In a new study, published in Genome Biology, the team applied scSNV-seq to the blood cancer gene, JAK1, accurately assessing the impact of JAK1 mutations.

The assessment revealed for the first time that certain mutations caused a “halfway house” phenotype cycling between different states which was not possible under previous approaches.

The technique is designed to demonstrate versatility across cell types, including hard-to-culture primary cells like T cells and stem-cell derived neurons, as well as various editing methods such as base editing and prime editing. 

Applied on a large scale, scSNV-seq could transform understanding of the genetic changes driving cancer and decoding genetic risk for Alzheimer’s, arthritis, diabetes and other complex diseases.

Dr Sarah Cooper, first author of the study at the Wellcome Sanger Institute, stated: “In an era where the rate of genetic variant discovery outpaces our ability to interpret their effects, scSNV-seq fills a major gap for studying challenging cells like T cells and neurons. 
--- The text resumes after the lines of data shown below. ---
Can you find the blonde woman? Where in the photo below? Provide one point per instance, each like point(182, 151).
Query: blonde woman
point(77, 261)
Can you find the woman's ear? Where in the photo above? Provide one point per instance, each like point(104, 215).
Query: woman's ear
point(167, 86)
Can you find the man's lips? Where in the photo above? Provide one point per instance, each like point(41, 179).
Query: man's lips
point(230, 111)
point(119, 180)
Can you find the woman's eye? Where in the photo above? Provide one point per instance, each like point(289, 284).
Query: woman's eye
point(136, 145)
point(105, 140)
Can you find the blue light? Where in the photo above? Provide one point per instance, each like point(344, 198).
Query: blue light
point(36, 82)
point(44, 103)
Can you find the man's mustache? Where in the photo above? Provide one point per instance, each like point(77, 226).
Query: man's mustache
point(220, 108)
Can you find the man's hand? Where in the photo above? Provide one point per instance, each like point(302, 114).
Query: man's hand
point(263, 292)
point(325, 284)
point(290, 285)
“We are already using it to shed light on the impact of Alzheimer’s and Parkinson’s risk variants on brain cells.”

Dr Andrew Bassett, senior author of the study at the Wellcome Sanger Institute, said: “Our technique is able to directly connect effects of mutations to how a cell behaves, revealing downstream impacts that previous technologies alone cannot deliver. 

“The technique speeds up the identification of causal genetic mutations, which will allow better diagnosis and deepens our molecular understanding of diseases, paving the way for more targeted and effective treatments.”